The next time I ran across a sensory deprivation tank in pop culture was in Ken Russell's visionary science fiction/horror film ALTERED STATES (1980). Scientist William Hurt spends large amounts of time in a tank and when he combines the isolation with some really powerful psychotropic drugs, he regresses to a savage, primitive state, a feral cave man like creature. Part 2001: A SPACE ODYSSEY, part MONSTER ON THE CAMPUS, ALTERED STATES featured spectacular make-up and visual effects and Russell's over-the-top style to create a fine, thought provoking film.
But imagine my surprise when I ran across a film on TCM the other night that predates both FIVE-O and STATES in its' use of a sensory deprivation tank as a plot device. THE MIND BENDERS (1963), is a British film that doesn't quite know what it wants to be when it grows up. It starts out like a spy thriller, with a scientist who had spent time in a tank, being brainwashed by foreign agents (Russians?), into committing some act of espionage before committing suicide. This leads government agent Major Hall (John Clements, winner of the Lyndon B. Johnson look-alike contest) to investigate the goings on at Oxford University where Doctor Henry Longman (Dirk Bogarde, looking like the love child of Desi Arnaz and John Forsythe), is still fiddling around with the tank. Okay, so it's not going to be a spy movie, it's going to be more of a science fiction film.
Except it's not. The film takes yet another turn into the realm of domestic drama. Hall and Doctor Tate (Michael Bryant), implant suggestions into Longman's mind following an extended period in the tank. Longman becomes a misogynistic misanthrope towards his wife, Oonagh (Mary Ure), which raises the question, is Longman reacting to the suggestions planted in his psyche or did the time in the tank bring his real nature to the surface?

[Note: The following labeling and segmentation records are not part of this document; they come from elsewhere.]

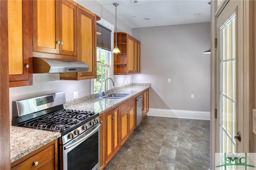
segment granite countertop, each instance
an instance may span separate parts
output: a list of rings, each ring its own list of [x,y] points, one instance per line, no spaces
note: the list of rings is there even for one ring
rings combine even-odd
[[[64,105],[64,107],[66,109],[94,111],[100,114],[107,110],[117,106],[130,97],[148,89],[150,85],[149,83],[133,83],[130,85],[119,88],[117,90],[117,93],[129,94],[128,96],[121,99],[100,99],[97,97],[88,99],[86,97],[85,97],[68,101]],[[113,93],[112,90],[108,92],[107,94]]]
[[[117,88],[117,93],[130,94],[122,99],[100,99],[98,94],[93,94],[68,101],[64,107],[101,114],[148,89],[150,85],[149,83],[133,83]],[[111,89],[107,94],[113,92]],[[11,163],[61,136],[60,132],[12,126],[11,118],[10,121]]]
[[[11,163],[61,136],[61,133],[10,126]]]

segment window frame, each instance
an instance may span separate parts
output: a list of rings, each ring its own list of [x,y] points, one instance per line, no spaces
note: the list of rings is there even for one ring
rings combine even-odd
[[[111,49],[114,49],[114,27],[113,24],[110,23],[106,21],[106,20],[102,19],[99,21],[97,21],[97,22],[104,26],[105,27],[111,30]],[[114,64],[114,54],[111,51],[110,51],[110,57],[109,61],[109,77],[111,78],[114,80],[114,67],[113,66]],[[98,65],[98,64],[97,64]],[[96,65],[97,67],[97,65]],[[90,79],[90,94],[94,94],[94,79]],[[110,81],[108,81],[107,83],[107,87],[110,87],[111,85]],[[102,89],[102,91],[103,91],[104,89]]]

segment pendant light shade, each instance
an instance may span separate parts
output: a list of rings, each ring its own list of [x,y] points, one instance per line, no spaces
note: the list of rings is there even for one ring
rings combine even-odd
[[[203,52],[203,53],[204,54],[210,54],[211,53],[211,49],[210,48],[208,50],[206,51],[205,51]]]
[[[121,51],[118,49],[118,47],[117,47],[117,33],[116,33],[116,7],[119,4],[118,3],[114,3],[113,4],[113,5],[116,7],[116,47],[113,49],[112,51],[112,53],[120,53]]]

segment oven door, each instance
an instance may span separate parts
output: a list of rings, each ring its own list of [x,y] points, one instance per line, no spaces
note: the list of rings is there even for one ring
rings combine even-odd
[[[79,140],[63,146],[64,170],[100,169],[100,126],[98,123],[84,133],[87,134],[78,136]]]

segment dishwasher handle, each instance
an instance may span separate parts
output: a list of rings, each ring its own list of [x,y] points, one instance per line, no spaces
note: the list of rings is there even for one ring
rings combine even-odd
[[[140,101],[140,100],[142,100],[143,99],[143,96],[142,95],[140,95],[140,96],[136,98],[136,100],[137,101]]]

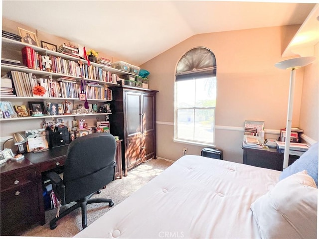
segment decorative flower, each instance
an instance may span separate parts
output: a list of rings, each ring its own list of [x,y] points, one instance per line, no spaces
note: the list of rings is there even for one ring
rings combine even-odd
[[[32,92],[33,95],[36,96],[43,96],[43,95],[46,92],[46,90],[44,89],[44,87],[41,86],[35,86],[32,90]]]
[[[94,50],[90,49],[86,52],[86,55],[87,56],[94,56],[95,57],[98,57],[98,54],[99,52],[95,51]]]

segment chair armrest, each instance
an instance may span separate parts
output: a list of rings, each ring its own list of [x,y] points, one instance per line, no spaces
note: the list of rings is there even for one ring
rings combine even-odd
[[[58,185],[63,182],[61,177],[55,172],[49,172],[46,173],[45,175],[50,179],[52,184]]]
[[[65,185],[59,175],[55,172],[49,172],[45,174],[52,183],[52,187],[55,196],[61,205],[65,204]]]

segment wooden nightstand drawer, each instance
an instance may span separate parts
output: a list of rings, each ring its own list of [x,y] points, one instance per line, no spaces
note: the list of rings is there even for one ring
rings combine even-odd
[[[28,184],[36,183],[35,169],[29,169],[1,179],[1,192],[26,186]]]

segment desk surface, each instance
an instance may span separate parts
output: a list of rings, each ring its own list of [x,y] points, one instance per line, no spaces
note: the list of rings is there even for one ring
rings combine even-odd
[[[56,160],[64,158],[69,147],[68,145],[61,146],[39,153],[30,152],[23,154],[24,159],[18,161],[9,160],[0,165],[1,176],[7,173],[16,172],[32,167],[35,167],[41,163]]]

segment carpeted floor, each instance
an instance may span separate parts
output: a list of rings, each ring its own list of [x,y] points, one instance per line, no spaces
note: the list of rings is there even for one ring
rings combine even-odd
[[[116,207],[120,203],[129,197],[132,193],[146,184],[156,176],[161,173],[172,163],[165,159],[158,158],[150,159],[130,170],[127,177],[116,179],[109,184],[105,189],[102,189],[100,194],[95,194],[92,198],[111,198],[114,206],[110,208],[108,204],[93,204],[87,206],[87,221],[89,226],[93,222]],[[73,205],[70,204],[62,206],[60,211]],[[24,237],[50,237],[69,238],[73,237],[82,230],[81,209],[76,209],[57,222],[57,227],[50,229],[49,222],[55,216],[56,209],[45,212],[45,221],[43,226],[33,226],[20,236]]]

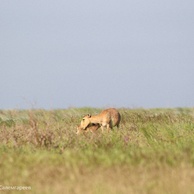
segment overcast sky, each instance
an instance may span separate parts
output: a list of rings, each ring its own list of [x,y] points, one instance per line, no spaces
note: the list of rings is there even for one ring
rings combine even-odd
[[[193,0],[0,0],[0,109],[194,107]]]

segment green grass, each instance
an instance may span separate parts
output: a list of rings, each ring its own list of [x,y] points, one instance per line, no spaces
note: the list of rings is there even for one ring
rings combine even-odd
[[[0,111],[0,192],[194,193],[194,109],[123,108],[119,130],[77,136],[100,111]]]

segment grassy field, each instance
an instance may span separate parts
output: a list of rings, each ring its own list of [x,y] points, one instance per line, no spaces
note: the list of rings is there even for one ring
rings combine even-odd
[[[194,193],[194,109],[122,108],[119,130],[77,136],[100,111],[0,111],[0,193]]]

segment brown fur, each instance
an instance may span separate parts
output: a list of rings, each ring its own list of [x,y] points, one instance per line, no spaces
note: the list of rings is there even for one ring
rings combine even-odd
[[[120,120],[121,116],[119,112],[115,108],[109,108],[95,116],[91,116],[90,114],[86,115],[81,121],[80,128],[87,129],[91,124],[98,124],[101,126],[102,131],[106,127],[109,132],[114,126],[119,127]]]

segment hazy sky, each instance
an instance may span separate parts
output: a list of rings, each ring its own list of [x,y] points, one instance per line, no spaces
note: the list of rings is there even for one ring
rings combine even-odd
[[[0,0],[0,109],[194,107],[193,0]]]

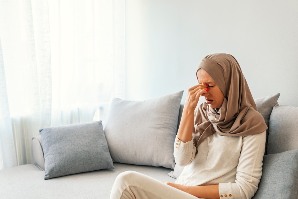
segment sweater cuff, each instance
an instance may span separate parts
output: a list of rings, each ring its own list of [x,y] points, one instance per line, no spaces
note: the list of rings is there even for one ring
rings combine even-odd
[[[176,150],[180,153],[193,153],[193,141],[183,142],[179,140],[176,136],[176,142],[174,144],[174,149]]]
[[[219,191],[219,197],[221,198],[233,199],[232,184],[232,183],[230,182],[219,183],[218,185],[218,190]]]

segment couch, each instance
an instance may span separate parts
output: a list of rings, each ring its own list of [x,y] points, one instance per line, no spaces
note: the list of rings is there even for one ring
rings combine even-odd
[[[41,130],[41,134],[32,139],[34,164],[0,170],[0,198],[109,198],[116,177],[129,170],[161,181],[174,182],[183,169],[175,165],[172,156],[173,138],[175,139],[179,126],[183,107],[180,104],[182,94],[180,91],[142,102],[113,100],[106,123],[104,128],[102,127],[105,139],[101,138],[107,141],[112,161],[110,168],[105,166],[105,168],[78,170],[71,174],[63,173],[65,170],[58,176],[51,176],[49,165],[52,163],[51,166],[55,169],[57,164],[55,159],[49,158],[49,152],[46,150],[48,148],[45,144],[49,141],[43,132],[44,129]],[[298,107],[279,105],[279,96],[278,94],[255,100],[269,127],[263,175],[253,197],[255,199],[298,198]],[[149,113],[152,112],[154,114]],[[166,119],[162,119],[165,117]],[[161,131],[158,132],[159,130]],[[115,133],[119,131],[120,133]],[[61,134],[58,131],[59,135]],[[80,132],[79,135],[84,132]],[[160,133],[165,134],[165,136],[161,138]],[[131,134],[133,136],[129,137]],[[72,139],[72,136],[67,137]],[[84,137],[88,139],[88,136]],[[70,141],[73,144],[74,140]],[[80,144],[76,144],[76,148],[79,148]],[[158,150],[160,148],[161,151]],[[140,151],[141,154],[138,153]],[[83,156],[89,153],[86,154]],[[66,156],[70,155],[68,154]],[[154,159],[159,156],[159,159]],[[63,167],[70,168],[63,164]],[[46,173],[49,174],[45,180]]]

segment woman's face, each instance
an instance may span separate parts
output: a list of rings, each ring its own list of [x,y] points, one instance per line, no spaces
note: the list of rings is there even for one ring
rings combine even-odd
[[[221,106],[224,96],[221,91],[215,82],[206,72],[202,69],[197,72],[197,77],[199,84],[207,84],[210,88],[207,93],[204,93],[202,96],[205,97],[207,103],[211,108],[216,108]]]

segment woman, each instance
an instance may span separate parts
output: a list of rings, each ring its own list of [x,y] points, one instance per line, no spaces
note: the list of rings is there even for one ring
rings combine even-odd
[[[175,184],[133,172],[120,174],[111,199],[251,198],[262,175],[266,130],[236,59],[220,53],[200,62],[174,144],[185,167]],[[206,102],[198,106],[199,98]]]

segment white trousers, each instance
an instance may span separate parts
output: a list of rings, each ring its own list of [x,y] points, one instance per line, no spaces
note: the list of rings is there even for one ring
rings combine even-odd
[[[125,171],[115,180],[110,199],[198,199],[152,178]]]

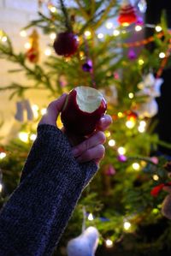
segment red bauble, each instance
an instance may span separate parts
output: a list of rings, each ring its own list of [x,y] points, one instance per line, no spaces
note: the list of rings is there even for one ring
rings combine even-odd
[[[38,62],[39,53],[34,48],[31,48],[27,52],[27,57],[32,63],[37,63]]]
[[[62,110],[62,122],[67,131],[77,135],[89,135],[96,129],[107,109],[103,94],[88,86],[73,89]]]
[[[79,42],[75,34],[71,32],[63,32],[57,35],[53,46],[56,54],[70,57],[77,51]]]
[[[123,1],[120,15],[118,17],[118,22],[121,25],[129,26],[130,24],[137,21],[137,15],[133,5],[127,0]]]

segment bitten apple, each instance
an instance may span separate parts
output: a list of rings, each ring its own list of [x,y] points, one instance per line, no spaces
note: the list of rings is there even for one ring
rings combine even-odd
[[[78,86],[67,97],[62,110],[62,122],[67,131],[78,135],[89,135],[104,115],[107,103],[103,94],[88,86]]]

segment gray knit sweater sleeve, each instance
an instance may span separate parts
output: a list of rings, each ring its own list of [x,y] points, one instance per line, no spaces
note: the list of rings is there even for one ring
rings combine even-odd
[[[1,256],[50,256],[97,165],[80,164],[65,135],[43,124],[0,214]]]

THE MIND BENDERS is a sober, straightforward film, directed by Basil Dearden from a novel by James Kennaway. The cast is good and they are all earnest in their handling of the material. Trouble is, no one seems to know what this film is supposed to be. There's enough grist for the plot mill to make several different films here. The producers try to cover all of their bases, providing a movie that will appeal to both genre fans and more mainstream audiences but which ultimately disappoints both.